Un pas de plus contre le tabagisme. Une nouvelle étude de l’Inserm vient de démontrer qu’il est possible de manipuler l'addiction à la nicotine chez la souris, et ce de manière rapide et réversible.
"Cette technologie novatrice permet de mieux comprendre le rôle des différents récepteurs nicotiniques et des différentes voies neuronales dans la mise en place, le maintien de l’addiction à la nicotine, mais aussi dans les processus de manque et de rechute. Cette étape est particulièrement importante pour l’identification de nouvelles cibles thérapeutiques adéquates pour lutter contre l’addiction à la nicotine", précise Alexandre Mourot, responsable de la recherche.

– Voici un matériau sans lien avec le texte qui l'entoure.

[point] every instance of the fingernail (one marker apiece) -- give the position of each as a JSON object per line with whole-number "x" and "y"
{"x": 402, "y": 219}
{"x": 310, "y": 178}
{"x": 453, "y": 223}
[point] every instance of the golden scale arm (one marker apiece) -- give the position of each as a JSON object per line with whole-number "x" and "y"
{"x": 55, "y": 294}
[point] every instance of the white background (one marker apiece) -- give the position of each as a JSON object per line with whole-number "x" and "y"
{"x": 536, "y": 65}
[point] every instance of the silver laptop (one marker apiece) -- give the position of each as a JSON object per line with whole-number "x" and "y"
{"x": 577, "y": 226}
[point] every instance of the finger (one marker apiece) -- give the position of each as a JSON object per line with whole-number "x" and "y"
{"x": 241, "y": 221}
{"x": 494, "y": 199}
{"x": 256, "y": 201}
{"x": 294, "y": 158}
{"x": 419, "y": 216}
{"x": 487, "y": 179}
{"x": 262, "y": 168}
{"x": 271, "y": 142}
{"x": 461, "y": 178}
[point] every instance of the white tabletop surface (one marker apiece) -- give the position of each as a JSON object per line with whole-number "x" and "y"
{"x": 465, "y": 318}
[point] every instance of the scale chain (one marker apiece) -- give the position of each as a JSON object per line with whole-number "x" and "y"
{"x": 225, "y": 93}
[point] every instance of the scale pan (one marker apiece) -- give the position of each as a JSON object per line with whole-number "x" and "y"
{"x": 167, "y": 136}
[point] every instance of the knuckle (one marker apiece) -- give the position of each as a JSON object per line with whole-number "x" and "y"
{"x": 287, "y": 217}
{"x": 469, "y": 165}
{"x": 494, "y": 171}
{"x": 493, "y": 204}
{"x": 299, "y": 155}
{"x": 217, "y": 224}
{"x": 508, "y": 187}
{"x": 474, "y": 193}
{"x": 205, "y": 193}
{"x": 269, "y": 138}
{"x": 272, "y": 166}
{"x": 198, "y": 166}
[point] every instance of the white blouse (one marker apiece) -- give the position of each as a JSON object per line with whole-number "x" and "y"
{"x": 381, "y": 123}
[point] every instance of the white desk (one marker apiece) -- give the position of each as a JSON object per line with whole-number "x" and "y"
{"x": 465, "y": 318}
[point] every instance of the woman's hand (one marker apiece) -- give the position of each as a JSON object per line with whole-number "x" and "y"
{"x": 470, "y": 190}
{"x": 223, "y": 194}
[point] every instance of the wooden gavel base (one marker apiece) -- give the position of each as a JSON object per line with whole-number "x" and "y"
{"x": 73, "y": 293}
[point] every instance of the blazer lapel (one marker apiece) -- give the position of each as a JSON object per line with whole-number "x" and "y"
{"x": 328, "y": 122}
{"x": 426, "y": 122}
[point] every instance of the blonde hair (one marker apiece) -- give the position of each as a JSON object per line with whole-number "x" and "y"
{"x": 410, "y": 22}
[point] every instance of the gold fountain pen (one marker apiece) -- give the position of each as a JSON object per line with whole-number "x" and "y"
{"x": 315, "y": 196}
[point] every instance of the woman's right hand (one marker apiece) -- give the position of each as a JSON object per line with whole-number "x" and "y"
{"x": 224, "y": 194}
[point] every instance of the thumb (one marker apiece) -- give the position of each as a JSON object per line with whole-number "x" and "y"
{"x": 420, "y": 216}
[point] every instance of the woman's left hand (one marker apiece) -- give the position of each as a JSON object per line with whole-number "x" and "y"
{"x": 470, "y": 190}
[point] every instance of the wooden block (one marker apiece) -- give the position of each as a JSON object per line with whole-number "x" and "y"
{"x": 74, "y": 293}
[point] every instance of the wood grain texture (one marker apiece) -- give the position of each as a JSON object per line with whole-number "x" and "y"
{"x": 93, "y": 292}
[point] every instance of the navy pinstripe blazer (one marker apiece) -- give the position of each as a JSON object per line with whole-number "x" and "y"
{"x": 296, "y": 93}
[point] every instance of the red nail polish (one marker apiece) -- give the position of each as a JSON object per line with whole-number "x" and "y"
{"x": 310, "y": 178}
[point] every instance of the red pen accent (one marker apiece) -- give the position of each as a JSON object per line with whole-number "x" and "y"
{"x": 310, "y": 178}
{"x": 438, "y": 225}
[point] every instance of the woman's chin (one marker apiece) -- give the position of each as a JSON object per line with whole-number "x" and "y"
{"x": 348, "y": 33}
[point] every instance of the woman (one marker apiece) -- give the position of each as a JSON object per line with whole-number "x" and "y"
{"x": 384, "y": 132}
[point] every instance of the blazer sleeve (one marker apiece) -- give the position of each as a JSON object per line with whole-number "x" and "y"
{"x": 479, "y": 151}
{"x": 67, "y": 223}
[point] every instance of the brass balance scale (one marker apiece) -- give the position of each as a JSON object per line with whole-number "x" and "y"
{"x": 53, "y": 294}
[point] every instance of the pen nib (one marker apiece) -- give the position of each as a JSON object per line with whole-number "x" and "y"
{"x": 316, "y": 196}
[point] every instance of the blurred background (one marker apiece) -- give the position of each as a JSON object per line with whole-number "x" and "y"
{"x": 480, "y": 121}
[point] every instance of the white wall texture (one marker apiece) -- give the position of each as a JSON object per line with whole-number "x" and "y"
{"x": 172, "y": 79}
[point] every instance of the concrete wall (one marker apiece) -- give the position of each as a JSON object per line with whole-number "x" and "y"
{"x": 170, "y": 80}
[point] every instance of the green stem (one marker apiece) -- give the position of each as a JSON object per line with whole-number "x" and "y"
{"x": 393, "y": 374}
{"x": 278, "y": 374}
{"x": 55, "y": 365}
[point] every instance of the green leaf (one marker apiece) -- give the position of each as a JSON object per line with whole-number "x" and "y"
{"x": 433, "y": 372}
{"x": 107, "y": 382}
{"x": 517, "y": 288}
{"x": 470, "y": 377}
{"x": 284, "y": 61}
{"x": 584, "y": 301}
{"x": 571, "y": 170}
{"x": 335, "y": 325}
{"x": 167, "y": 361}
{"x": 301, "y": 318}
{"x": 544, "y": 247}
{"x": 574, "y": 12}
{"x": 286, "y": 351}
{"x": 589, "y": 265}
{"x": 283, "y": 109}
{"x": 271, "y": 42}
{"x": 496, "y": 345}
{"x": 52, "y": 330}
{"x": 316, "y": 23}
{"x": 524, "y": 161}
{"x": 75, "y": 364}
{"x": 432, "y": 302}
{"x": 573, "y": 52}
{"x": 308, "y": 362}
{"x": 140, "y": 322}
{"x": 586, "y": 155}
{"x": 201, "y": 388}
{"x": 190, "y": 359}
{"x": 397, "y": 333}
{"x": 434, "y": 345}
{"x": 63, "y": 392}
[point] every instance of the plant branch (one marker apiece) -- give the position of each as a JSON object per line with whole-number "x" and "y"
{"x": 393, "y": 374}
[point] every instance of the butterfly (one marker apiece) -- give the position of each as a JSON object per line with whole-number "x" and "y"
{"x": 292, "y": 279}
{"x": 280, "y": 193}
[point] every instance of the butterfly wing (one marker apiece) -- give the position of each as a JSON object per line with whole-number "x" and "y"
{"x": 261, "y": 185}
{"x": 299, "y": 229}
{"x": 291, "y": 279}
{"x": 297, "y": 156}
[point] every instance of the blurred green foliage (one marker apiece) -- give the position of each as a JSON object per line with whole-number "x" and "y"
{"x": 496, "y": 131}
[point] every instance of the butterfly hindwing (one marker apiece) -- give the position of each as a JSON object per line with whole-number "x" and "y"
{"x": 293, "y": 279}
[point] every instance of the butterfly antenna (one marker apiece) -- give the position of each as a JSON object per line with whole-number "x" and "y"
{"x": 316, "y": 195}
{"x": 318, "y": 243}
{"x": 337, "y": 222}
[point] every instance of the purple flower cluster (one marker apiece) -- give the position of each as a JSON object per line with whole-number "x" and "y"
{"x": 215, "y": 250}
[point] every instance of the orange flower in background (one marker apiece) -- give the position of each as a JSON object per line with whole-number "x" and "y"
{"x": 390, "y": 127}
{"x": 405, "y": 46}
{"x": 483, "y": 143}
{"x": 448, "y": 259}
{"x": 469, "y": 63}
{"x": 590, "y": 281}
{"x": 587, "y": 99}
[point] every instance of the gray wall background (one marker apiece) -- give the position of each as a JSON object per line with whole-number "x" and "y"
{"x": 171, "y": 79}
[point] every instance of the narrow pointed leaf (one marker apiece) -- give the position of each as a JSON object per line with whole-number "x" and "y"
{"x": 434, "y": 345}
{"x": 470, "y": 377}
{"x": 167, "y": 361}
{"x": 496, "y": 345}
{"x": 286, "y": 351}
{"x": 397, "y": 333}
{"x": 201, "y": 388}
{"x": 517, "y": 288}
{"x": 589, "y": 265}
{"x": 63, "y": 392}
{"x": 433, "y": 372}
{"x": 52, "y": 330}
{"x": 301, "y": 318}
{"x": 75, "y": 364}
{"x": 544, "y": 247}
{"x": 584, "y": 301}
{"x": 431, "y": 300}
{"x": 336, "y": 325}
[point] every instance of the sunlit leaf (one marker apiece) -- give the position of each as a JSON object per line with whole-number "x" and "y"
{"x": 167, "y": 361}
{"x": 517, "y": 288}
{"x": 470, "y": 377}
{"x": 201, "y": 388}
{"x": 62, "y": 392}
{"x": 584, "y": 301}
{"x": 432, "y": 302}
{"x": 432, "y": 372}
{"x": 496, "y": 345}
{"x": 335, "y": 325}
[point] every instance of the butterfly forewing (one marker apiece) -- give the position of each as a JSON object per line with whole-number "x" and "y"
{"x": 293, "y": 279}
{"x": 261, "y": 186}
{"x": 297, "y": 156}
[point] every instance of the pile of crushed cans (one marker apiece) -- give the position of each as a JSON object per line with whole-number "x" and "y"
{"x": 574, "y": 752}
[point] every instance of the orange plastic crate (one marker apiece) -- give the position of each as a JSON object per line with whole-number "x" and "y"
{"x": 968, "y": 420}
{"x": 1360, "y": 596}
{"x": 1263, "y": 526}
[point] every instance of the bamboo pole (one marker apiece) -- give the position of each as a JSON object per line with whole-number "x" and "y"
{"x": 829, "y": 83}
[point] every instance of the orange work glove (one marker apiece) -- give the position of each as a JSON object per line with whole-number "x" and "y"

La lumière violette permet de stopper l’attirance pour la nicotine
La nicotine, principal agent addictif du tabac, agit sur le cerveau en se liant sur les récepteurs nicotiniques. Partant de ce postulat, les scientifiques ont modifié le récepteur nicotinique chez la souris, afin de pouvoir y accrocher un nano-interrupteur chimique réagissant à la lumière. Sous l’effet de la lumière violette, l’interrupteur se replie en empêchant la nicotine de se fixer : le récepteur est "off". Sous l’effet de la lumière verte, ou dans l’obscurité, l’interrupteur est déplié et va ainsi laisser la nicotine agir : le récepteur est "on".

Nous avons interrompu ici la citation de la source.